There is something in a standards organization that abhors a limit.  The latest example is the work underway in the IEEE 802.11n project.  There is a lot of wrangling to go yet but the goals of the project are impressive enough.

 

The High Throughput Study Group (802.11n) (http://grouper.ieee.org/groups/802/11/Reports/tgn_update.htm) was authorized by the IEEE about a year ago to define a new version of the wildly popular 802.11 Wireless LAN standard that could run at twice (or more) the speed of the 52 Mbps 802.11a/g standards.  (The formation document for the study group (http://www.ieee802.org/11/Documents/DocumentHolder/2-798.zip) and the project criteria (http://www.ieee802.org/11/Documents/DocumentHolder/2-799.zip) are available on the IEEE web site.)   The deadline for presentations to explain individual proposals for technology to meet the criteria were due mid August.  Last June more than 60 people had indicated that they intended to make presentations about full or partial proposals but I've not yet seen how many actually submitted presentations.

 

Two groups seem to have decided that  PR campaigns might help their chances when it comes to getting their proposals adopted.  The first group, which is calling its proposal "TGn Sync," includes Agere Systems, Intel, Sony, Nokia, Philips and Atheros.   There is a whitepaper on the TGnSync proposal at  http://www.deviceforge.com/articles/AT5096801417.html.  The other group calls its proposal "WWiSE" which stands for "WorldWide Spectrum Efficiency".  The WWiSE group includes Texas Instruments, Broadcom, Conexant, STMicro, Airgo and Bermai and has a website at http://www.wwise.org/.  The name of the second proposal alludes to one of the differences between them, the WWiSE proposal uses 20 MHz channels, which are supported in all countries and the TGn Sync proposal uses 40 MHz channels, which are not supported in Japan but can back off to 20 MHz channels.
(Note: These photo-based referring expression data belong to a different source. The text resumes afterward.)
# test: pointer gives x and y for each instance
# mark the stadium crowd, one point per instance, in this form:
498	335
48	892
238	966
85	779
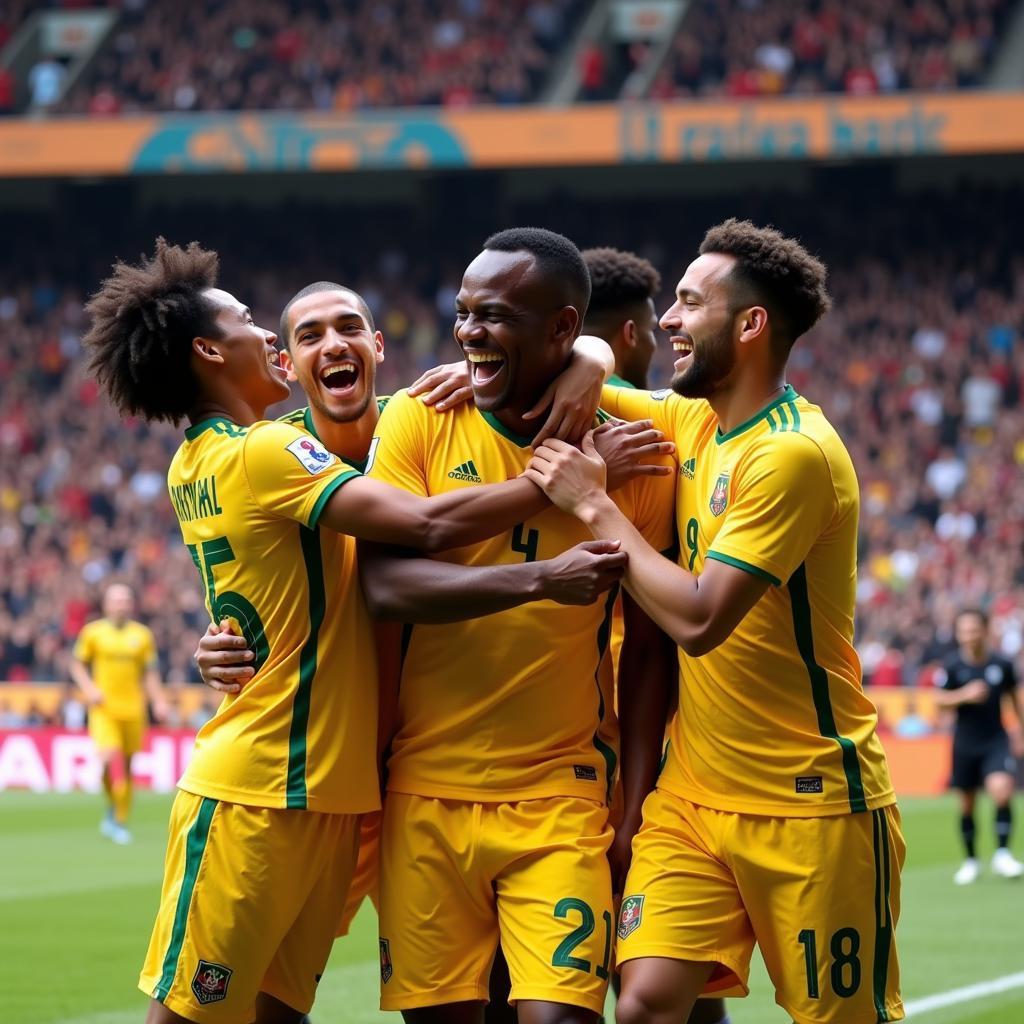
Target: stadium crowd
332	54
744	48
920	366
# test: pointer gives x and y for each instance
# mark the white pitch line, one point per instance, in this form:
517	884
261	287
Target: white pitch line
925	1006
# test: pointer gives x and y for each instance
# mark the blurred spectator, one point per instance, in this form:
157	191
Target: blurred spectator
761	47
292	54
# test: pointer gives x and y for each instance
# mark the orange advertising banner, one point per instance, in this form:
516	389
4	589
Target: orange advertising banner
822	128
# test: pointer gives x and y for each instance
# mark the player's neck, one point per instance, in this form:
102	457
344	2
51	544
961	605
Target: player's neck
348	440
235	408
736	404
512	421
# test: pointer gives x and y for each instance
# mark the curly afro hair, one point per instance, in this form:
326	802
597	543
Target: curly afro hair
619	280
143	321
774	271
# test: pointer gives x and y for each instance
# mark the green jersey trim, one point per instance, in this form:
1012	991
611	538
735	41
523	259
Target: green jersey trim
327	493
295	790
745	566
195	848
788	395
497	424
819	688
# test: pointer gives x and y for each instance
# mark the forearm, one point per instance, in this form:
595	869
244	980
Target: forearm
668	593
422	590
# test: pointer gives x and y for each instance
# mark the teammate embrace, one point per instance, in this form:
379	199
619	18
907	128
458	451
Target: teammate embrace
773	820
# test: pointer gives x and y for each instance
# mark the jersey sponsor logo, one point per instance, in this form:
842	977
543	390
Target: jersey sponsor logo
467	471
311	455
720	496
809	783
630	915
210	982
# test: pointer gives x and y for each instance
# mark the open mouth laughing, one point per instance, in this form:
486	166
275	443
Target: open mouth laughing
484	366
341	378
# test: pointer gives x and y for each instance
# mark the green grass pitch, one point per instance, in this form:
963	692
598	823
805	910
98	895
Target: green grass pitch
76	912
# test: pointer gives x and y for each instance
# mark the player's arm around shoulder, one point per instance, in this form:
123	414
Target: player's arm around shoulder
390	506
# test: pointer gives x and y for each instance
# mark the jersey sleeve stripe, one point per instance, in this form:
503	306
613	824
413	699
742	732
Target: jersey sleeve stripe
819	688
326	496
745	566
295	795
195	848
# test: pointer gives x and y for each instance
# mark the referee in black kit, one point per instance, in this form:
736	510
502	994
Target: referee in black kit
978	684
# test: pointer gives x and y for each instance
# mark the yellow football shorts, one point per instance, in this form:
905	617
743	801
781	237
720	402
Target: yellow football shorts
111	733
250	903
366	881
458	877
819	896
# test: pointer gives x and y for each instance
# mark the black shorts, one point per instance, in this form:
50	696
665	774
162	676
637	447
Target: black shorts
973	764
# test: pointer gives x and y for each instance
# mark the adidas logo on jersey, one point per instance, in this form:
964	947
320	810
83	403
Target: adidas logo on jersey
467	471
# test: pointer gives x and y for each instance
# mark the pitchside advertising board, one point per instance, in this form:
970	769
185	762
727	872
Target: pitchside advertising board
59	761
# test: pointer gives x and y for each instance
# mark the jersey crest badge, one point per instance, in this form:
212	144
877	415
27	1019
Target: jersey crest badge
210	982
630	915
311	455
386	967
720	496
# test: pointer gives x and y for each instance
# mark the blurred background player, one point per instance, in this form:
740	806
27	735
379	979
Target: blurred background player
622	310
115	666
980	686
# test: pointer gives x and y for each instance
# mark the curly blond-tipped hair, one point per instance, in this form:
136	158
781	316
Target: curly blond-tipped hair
774	271
144	317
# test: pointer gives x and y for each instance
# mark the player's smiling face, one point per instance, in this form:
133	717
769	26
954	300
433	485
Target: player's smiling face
333	352
249	353
699	325
514	335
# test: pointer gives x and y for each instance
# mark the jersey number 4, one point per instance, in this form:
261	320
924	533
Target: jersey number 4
229	604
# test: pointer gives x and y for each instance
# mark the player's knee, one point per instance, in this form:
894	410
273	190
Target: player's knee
640	1006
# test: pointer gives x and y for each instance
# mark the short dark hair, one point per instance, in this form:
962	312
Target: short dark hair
144	317
285	331
555	255
977	612
619	279
776	271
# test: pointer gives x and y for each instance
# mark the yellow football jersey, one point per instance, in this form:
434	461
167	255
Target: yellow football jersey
301	733
118	657
773	721
515	705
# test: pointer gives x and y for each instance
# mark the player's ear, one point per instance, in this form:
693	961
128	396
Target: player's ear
288	366
630	334
753	324
566	322
207	349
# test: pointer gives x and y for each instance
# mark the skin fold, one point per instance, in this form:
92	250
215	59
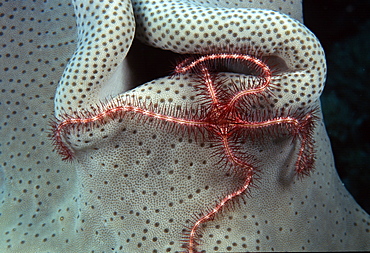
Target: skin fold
136	184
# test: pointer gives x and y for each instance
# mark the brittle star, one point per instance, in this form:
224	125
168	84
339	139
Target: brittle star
223	120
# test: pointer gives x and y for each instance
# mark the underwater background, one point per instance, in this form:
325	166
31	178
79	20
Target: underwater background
343	28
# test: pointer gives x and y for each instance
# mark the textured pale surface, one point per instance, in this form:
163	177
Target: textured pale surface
133	186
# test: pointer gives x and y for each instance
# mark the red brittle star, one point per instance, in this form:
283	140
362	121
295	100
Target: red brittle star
223	117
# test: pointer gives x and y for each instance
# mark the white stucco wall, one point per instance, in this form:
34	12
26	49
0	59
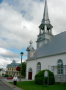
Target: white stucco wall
46	63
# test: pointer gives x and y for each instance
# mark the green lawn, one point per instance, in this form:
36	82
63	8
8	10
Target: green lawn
30	85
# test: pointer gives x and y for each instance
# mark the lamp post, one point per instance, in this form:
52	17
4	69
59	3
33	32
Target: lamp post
21	61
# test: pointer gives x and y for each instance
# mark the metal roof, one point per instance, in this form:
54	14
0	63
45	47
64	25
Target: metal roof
56	46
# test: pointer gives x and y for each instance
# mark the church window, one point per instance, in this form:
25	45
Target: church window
60	66
38	66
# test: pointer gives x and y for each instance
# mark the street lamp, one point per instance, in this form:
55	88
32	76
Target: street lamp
21	61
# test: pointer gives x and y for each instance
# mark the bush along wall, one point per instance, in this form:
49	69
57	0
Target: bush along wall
41	79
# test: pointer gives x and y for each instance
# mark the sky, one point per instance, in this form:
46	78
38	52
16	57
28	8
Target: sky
19	23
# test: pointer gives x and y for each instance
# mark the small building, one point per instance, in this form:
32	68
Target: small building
50	52
11	69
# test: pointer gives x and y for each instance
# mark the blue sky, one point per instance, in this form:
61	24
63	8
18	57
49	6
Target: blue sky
19	21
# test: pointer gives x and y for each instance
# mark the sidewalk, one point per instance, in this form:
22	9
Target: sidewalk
11	86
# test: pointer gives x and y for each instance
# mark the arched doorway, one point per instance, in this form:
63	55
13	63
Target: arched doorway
30	74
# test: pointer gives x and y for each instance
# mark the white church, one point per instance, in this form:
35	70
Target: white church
50	53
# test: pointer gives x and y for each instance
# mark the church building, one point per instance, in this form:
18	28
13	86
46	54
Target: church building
50	53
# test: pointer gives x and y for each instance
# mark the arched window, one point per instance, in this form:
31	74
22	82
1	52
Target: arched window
38	66
60	66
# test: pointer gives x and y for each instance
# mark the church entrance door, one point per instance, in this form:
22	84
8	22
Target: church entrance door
30	74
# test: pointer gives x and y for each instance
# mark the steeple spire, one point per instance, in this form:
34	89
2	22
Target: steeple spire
45	34
45	24
45	15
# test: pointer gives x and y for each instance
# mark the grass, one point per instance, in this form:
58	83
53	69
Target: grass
30	85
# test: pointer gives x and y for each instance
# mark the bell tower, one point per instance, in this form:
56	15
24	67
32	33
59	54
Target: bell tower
45	28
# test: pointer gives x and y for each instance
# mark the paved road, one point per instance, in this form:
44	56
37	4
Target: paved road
3	86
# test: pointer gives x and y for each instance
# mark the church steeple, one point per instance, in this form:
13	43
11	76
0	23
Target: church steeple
45	27
45	15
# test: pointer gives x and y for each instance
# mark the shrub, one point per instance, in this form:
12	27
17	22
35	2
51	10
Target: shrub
41	79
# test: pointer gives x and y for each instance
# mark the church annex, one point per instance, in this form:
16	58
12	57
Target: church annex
50	53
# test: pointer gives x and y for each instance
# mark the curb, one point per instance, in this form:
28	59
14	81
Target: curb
11	86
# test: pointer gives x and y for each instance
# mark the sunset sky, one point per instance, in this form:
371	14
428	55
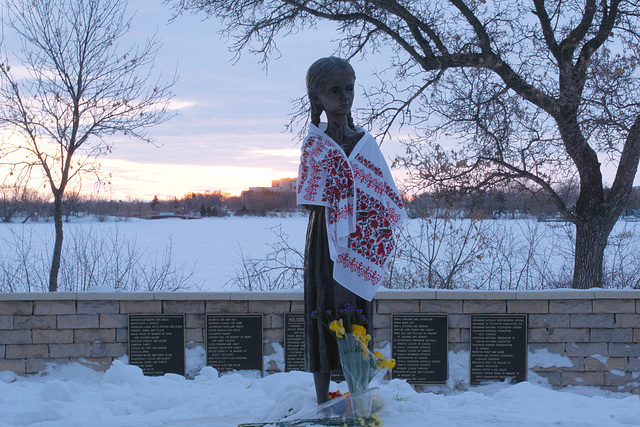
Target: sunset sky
228	133
229	130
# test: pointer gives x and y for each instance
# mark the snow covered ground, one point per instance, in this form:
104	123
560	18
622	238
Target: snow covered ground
75	395
214	247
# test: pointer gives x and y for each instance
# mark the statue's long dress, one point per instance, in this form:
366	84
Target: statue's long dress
322	293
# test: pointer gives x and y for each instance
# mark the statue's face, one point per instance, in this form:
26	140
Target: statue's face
336	97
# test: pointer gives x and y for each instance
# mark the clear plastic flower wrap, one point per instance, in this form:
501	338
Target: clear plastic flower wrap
359	364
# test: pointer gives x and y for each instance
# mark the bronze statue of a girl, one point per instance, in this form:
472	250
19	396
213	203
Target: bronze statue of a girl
346	185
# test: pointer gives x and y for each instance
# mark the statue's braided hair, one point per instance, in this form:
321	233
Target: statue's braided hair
318	76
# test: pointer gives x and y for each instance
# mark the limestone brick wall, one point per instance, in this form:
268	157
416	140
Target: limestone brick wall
596	332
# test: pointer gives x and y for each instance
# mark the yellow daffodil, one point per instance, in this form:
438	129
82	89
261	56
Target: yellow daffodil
337	326
386	363
361	332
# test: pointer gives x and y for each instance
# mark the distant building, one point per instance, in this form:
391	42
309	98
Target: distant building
277	185
281	196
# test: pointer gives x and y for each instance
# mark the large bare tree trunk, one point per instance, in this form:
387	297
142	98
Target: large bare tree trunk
57	247
590	243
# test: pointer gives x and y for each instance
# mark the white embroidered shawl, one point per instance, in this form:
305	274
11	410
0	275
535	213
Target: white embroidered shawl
362	206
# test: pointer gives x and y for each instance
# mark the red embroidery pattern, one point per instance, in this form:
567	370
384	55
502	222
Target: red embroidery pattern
372	276
313	146
340	213
377	185
373	238
339	182
369	165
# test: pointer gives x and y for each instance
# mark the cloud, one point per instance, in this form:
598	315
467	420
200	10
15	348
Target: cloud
178	104
144	180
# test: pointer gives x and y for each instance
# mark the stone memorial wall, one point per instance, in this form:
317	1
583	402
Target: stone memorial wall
593	335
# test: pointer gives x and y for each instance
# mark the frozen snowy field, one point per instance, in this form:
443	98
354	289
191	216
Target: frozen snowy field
212	245
214	248
74	395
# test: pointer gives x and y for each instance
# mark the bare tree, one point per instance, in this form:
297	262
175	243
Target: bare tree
80	88
533	91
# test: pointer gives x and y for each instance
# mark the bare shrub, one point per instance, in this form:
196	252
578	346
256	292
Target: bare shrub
280	269
92	259
441	253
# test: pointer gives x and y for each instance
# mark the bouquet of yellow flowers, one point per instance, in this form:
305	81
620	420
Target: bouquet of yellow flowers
359	363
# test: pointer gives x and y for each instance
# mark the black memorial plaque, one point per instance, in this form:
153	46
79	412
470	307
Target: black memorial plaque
234	342
419	344
156	343
293	342
498	348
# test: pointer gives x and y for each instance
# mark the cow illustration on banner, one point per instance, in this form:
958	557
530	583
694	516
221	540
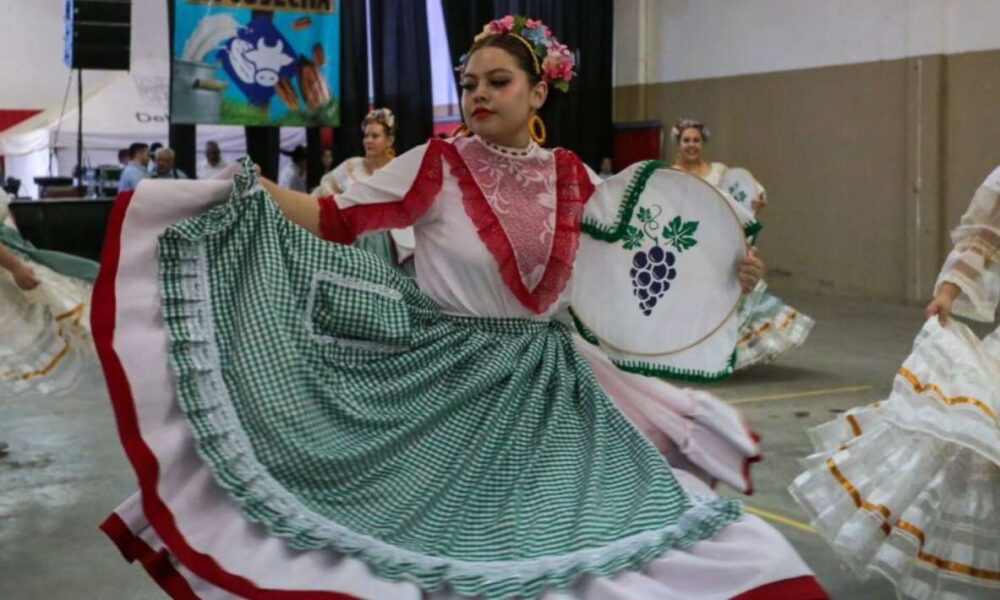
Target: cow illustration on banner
265	65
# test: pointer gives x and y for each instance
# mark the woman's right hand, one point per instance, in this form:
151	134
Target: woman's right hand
24	277
940	306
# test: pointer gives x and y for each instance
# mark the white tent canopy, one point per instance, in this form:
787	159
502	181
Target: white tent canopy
124	108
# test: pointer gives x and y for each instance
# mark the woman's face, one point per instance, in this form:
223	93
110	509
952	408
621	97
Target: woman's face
691	143
497	98
377	143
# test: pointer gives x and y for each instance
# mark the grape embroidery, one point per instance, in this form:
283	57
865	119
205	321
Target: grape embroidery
653	269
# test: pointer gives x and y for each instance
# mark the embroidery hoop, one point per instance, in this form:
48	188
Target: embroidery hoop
744	181
727	315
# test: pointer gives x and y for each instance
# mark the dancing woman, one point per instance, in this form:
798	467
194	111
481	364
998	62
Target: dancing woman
768	327
334	429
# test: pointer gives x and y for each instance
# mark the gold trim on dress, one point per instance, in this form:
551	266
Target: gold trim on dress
920	388
910	528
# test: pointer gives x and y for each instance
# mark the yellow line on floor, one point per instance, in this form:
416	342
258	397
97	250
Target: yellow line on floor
807	394
770	516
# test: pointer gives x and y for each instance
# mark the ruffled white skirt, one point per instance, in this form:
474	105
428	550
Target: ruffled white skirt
910	488
768	328
45	341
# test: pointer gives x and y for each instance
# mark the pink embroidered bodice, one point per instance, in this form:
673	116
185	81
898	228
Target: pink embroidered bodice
496	230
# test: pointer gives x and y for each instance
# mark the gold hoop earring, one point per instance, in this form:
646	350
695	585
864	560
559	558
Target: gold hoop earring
536	129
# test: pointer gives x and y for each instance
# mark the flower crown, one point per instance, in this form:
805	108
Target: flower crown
380	115
553	60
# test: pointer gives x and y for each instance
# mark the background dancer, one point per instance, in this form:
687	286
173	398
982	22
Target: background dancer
768	327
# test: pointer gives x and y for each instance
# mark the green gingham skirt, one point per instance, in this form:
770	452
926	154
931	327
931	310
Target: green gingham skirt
341	409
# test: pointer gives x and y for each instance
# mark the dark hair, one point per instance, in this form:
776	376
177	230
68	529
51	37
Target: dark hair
680	126
136	148
524	58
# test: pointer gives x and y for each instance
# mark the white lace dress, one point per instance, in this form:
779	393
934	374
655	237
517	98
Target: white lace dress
910	487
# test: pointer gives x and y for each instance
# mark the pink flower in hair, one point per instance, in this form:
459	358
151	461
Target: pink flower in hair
504	25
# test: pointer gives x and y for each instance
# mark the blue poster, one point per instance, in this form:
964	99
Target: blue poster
256	62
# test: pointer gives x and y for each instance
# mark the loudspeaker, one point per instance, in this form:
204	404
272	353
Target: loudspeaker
98	34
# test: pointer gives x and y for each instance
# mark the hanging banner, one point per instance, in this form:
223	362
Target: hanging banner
256	62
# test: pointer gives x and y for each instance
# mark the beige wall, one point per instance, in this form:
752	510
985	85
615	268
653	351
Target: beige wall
867	165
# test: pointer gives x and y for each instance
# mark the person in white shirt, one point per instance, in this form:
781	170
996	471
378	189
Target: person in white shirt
294	175
164	167
213	162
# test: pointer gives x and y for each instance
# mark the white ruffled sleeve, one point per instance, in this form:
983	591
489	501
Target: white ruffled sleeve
396	196
973	264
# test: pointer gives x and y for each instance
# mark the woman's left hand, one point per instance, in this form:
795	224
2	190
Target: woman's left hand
751	271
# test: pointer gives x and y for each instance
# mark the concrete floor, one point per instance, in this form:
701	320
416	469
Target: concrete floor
66	470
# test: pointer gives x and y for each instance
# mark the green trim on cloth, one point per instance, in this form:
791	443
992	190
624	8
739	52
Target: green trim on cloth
654	370
340	409
634	189
60	262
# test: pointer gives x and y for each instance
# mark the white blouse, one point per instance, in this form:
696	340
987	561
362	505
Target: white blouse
973	264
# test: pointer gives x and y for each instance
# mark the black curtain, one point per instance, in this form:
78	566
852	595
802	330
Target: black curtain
353	81
402	68
581	119
462	21
264	147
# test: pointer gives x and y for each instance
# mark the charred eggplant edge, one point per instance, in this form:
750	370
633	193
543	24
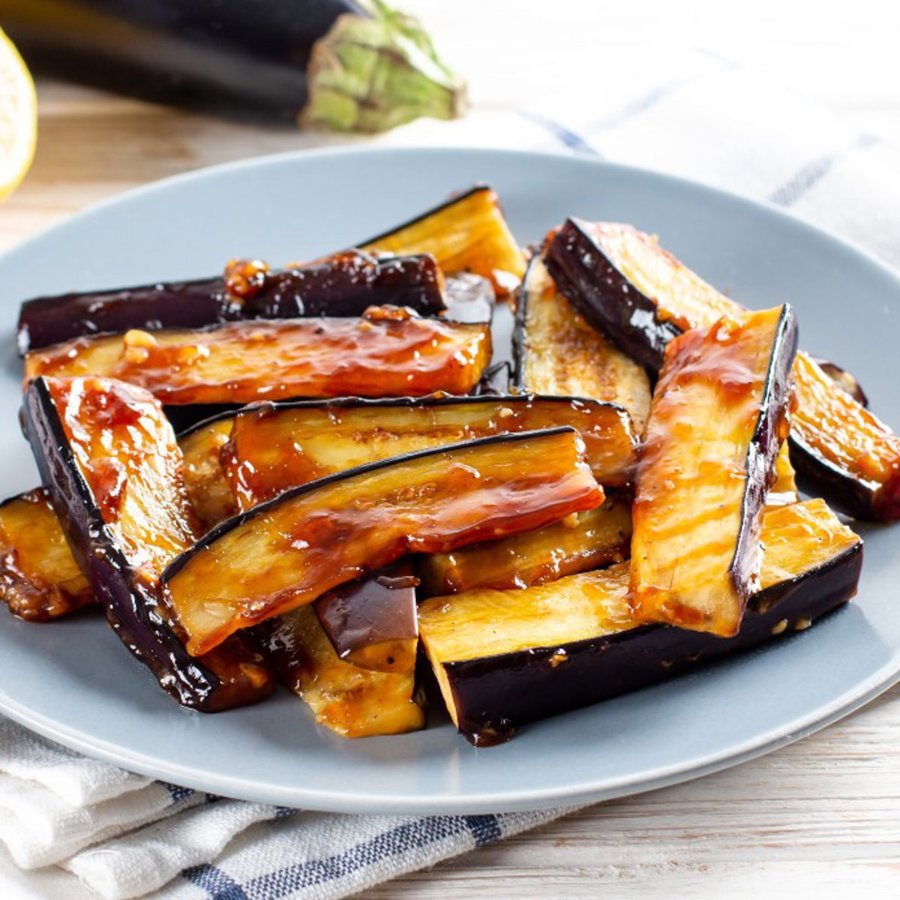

Both proposals include modes that are compatible with 802.11a/b/g and other modes that support 500 Mbps or faster data rates.  One hopes that these two groups can work together, along with some subset of the many other proposers, to come up with a single standard within a reasonable period of time. 

 

 One interesting tact that the WWiSE group is taking is to offer, with some specific conditions, to license the technology in their proposal royalty-free to companies implementing the resulting IEEE standard (assuming their proposal becomes the standard).  This may look better than it actually is because these days it's unlikely that the members of any particular group will own or control all of the patents that lawyers somewhere will assert apply to a standard.  Just to make the intellectual property rights games more interesting, there is no reason to think that all the companies that may decide to assert patent rights in the future are currently participating in the IEEE discussions where they might have to disclose such patents or patent applications.

 

I'm sure that bandwidth-wasting applications will be developed (like the memory-wasting applications so popular for PCs these days) that will make use of the data rates that 802.11n will enable but, in the meantime, I can get the same vicarious thrill with wireless as I do now with my gigabit Ethernet-equipped laptop plugged into my home gigabit Ethernet LAN and connected to my rather non-gigabit cable modem. 

 

I'm sure there are theoretical and practical limits to the data rates that can be teased out of this type of technology but, using history as a guide, I would not want to bet on what the standards 10 years from now will include.

 

disclaimer: Part of Harvard's job is the testing of perceived theoretical and practical limits on all sorts of things but I did not ask about this particular one thus the above opinion is mine.